Jika di Windows of the world kita menyaksikan berbagai replika bangunan terkenal yang ada di seluruh penjuru dunia, maka di dalam areal taman ini kita dapat menyaksikan 22 buah miniatur mesjid yang tersebar di seluruh dunia dimana dibuat mirip dengan bangunan aslinya, namun dalam ukuran yang jauh lebih kecil.
Pengunjung yang datang bisa memilih apakah ingin mengelilingi areal taman dengan berjalan kaki atau dapat pula berkeliling dengan menyewa sepeda yang dapat ditumpangi dan sekaligus dikayuh bersama – sama oleh 4 atau 6 orang atau dapat pula menyewa mobil mini yang dikenal dengan istilah “mobil golf”.

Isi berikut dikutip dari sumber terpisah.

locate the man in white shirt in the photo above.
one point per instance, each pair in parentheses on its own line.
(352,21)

Pemandu siang itu dengan sigapnya membawa kami berkeliling selama satu jam melihat seluruh isi areal taman menggunakan mobil golf. Mesjid pertama yang kami saksikan adalah Mesjid Raya Xi’an, yang terdapat di kota Xi’an, China. Mesjid ini konon dibangun pada abad ke 8 Masehi dan merupakan mesjid pertama yang ada di seantero China. Mesjid ini dibangun dengan arsitektur gaya Tiongkok sehingga memberikan ciri khas tersendiri sebagai penanda hubungan harmonis antara kebudayaan Tiongkok dengan Islam.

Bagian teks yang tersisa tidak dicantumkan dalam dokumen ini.